Los amigos del piso ya saben que su vida discurre en una orilla. En la otra están sus esporádicos amantes, sus compañeros de trabajo y de acción sindical, el resto del mundo que lleva vidas más o menos normativas en esa zona gris entre la precariedad y el deseo; otras habitaciones que no son compartidas más que por los componentes de la familia, en las nuevas formas de mercado de los afectos de la era neoliberal. En esa orilla crecen tanto los desapegos como las solidaridades ocasionales. Pero en este piso, en esta heterotopía, han crecido otros lazos: “somos unos putos náufragos y esto no es nada que hayamos construido con tanto cuidado, sino un sitio de forajidos adonde hemos ido a parar, como si nos hubieran mandado a repoblar colonias a cambio de no meternos en la cárcel.” Son lazos que la autora sitúa en el ámbito de la conspiración (respirar juntos, etimológicamente) y la confabulación (fabular juntos); en ellos crece un vínculo que no es el de los afectos familiares sino en cierto sentido algo más profundo que no es otra cosa sino fraternidad, una relación afectiva y práctica que se basa en hacer un relato común de la vida en común. En un tiempo en que rige la nostalgia y el convencimiento de que no se puede hacer nada, estos náufragos eligen una senda de vivir juntos el hundimiento y convertir las paredes del piso en una balsa de resistencia.

Existiríamos el mar avanza sobre otros relatos de la vuelta de lo político en que no se detiene en la compasión ni la descripción de la precariedad, sino que bucea en las formas de acción que anticipan nuevas formas de vida. No hay épica en el relato, no es la historia de una lucha contra el capitalismo: los habitantes de esa casa ya libran esas batallas en sus trabajos y militancias más o menos desmayadas. Hay, por el contrario, una lírica de la acción que si es mínima a escala social no lo es en la conjunción de las vidas que acoge. Si es revolucionaria no lo es porque diseñe una sociedad nueva, sino porque hace desear otra manera de existir en el mundo. Es en su propuesta de rehacer los afectos en donde nace la fuerza de su ofrecimiento.

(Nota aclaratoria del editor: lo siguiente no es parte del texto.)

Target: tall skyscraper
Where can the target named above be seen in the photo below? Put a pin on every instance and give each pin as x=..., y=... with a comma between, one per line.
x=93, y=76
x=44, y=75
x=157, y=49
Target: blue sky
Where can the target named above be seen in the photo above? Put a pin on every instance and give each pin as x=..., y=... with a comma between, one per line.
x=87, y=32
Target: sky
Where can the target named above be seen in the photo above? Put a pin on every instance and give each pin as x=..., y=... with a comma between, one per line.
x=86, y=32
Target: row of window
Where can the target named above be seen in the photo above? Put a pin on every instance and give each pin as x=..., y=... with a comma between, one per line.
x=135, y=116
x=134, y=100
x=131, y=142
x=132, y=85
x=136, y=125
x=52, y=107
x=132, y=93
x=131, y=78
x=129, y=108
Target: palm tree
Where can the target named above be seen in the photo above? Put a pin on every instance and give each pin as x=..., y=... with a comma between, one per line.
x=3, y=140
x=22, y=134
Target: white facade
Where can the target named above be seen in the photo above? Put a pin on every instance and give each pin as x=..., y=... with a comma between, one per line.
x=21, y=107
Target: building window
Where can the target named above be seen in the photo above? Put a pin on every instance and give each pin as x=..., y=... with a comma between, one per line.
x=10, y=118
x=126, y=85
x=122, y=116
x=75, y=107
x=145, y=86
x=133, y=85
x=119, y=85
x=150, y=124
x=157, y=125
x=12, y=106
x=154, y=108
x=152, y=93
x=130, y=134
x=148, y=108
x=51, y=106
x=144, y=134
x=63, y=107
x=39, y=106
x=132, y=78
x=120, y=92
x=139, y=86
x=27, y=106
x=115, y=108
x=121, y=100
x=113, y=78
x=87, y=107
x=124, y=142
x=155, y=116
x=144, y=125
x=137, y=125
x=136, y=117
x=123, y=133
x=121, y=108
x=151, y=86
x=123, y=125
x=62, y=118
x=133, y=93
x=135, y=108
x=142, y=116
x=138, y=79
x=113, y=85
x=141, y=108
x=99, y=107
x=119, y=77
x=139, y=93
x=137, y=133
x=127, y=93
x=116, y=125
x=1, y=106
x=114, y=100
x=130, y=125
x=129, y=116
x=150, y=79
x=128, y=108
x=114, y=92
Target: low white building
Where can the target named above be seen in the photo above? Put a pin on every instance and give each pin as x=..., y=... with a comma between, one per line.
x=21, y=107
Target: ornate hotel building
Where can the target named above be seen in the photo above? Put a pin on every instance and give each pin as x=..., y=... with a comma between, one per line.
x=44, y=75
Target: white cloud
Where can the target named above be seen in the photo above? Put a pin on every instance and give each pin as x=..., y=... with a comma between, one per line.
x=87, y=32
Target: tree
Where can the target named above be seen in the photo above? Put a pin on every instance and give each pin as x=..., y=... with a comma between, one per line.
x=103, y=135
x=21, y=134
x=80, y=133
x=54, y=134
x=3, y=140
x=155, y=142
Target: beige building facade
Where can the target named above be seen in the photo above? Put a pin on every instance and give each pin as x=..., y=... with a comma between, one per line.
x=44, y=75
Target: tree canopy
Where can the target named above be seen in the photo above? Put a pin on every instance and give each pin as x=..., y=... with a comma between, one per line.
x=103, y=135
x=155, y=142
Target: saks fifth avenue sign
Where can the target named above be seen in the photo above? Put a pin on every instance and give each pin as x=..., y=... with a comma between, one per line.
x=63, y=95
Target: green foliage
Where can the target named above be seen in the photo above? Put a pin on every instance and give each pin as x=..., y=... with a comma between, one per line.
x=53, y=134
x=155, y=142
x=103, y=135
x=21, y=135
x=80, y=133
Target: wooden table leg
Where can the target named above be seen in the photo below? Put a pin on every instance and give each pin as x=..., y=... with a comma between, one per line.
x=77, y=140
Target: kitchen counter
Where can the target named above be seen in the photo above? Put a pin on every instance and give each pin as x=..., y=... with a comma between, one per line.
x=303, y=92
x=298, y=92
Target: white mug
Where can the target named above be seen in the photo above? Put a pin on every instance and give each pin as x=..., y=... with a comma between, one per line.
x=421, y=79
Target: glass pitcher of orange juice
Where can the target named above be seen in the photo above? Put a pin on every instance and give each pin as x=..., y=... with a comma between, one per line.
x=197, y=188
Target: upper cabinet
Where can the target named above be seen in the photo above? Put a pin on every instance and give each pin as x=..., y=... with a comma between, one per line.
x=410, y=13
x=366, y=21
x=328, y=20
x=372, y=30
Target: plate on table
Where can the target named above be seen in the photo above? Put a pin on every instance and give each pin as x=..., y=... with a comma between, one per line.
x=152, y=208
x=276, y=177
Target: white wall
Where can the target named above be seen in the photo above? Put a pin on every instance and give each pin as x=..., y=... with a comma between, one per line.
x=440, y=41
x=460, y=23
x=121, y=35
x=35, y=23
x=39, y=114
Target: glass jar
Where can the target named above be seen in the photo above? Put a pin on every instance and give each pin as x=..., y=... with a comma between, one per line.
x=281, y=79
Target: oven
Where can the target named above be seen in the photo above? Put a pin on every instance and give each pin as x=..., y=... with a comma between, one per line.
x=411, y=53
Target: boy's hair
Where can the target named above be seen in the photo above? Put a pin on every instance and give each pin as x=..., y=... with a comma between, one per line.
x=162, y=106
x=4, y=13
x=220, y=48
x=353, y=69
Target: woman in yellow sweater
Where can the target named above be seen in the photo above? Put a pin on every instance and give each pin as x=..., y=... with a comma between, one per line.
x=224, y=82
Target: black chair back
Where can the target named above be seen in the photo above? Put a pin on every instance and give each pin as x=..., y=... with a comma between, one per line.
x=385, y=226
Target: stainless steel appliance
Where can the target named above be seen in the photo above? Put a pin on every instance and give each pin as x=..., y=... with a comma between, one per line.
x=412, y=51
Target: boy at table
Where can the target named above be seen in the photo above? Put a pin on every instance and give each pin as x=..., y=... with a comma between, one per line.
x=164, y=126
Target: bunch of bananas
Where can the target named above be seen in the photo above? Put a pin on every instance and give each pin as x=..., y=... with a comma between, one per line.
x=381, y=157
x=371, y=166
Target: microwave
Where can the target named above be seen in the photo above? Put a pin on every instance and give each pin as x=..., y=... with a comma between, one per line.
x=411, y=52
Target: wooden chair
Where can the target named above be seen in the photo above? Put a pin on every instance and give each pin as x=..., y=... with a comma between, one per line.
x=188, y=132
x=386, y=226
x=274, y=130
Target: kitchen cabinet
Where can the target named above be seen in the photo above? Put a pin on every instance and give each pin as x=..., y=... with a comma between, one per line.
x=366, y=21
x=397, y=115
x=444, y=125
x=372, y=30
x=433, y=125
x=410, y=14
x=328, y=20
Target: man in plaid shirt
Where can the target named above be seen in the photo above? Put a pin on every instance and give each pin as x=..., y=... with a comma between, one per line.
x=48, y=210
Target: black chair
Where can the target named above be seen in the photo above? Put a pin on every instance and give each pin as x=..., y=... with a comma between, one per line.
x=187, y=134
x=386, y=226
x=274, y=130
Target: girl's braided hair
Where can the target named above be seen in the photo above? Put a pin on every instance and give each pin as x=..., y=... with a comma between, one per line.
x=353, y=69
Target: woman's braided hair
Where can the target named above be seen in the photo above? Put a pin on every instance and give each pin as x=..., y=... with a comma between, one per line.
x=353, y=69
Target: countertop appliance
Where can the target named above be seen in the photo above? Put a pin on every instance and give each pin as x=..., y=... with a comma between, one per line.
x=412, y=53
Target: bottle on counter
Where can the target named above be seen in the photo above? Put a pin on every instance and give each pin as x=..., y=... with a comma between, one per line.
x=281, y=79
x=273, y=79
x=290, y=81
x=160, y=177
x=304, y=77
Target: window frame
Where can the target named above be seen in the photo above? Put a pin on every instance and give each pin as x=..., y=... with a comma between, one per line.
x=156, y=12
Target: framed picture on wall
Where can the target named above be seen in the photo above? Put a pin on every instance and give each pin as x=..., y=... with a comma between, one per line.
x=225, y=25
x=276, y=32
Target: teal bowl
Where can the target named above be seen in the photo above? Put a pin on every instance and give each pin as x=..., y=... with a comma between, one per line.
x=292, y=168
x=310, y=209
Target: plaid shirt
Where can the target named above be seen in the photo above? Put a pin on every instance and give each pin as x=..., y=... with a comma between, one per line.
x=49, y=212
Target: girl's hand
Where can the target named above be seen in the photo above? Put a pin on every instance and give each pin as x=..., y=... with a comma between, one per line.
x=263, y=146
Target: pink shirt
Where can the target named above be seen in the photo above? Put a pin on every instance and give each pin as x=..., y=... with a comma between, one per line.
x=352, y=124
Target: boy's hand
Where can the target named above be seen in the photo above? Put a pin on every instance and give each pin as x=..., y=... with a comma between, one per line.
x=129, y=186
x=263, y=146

¿Cuándo una emoción compartida adquiere la naturaleza de emoción política, de impulso de orden allí donde reina el caos? Hemos vivido años estructuras de sentimiento cambiantes, en las que una emoción se alza con la hegemonía e impregna todas las manifestaciones culturales dándoles un carácter político: el ensimismamiento que ha regido en la era neoliberal, la indignación de la crisis, la nostalgia que parece dominar el supuesto fracaso del 15M, … El orden de lo político está constituido por fronteras que delimitan la condición de ciudadanía, de personas con derechos a planes de vida. En los bordes, la exclusión es una tierra pantanosa de cuyo fondo burbujean variadas reacciones emocionales que nacen de un lecho de sufrimiento. Solo algunas alcanzan a convertirse en interpelaciones al poder, temidas por este por su potencial de reordenar las fronteras. Son estas las emociones políticas, las que construyen la escalera que va desde el estado de desgracia al reconocimiento de la común condición vulnerable que permite, en la chapuza de la vida, renoval los impulsos de justicia y elevar la mirada al horizonte.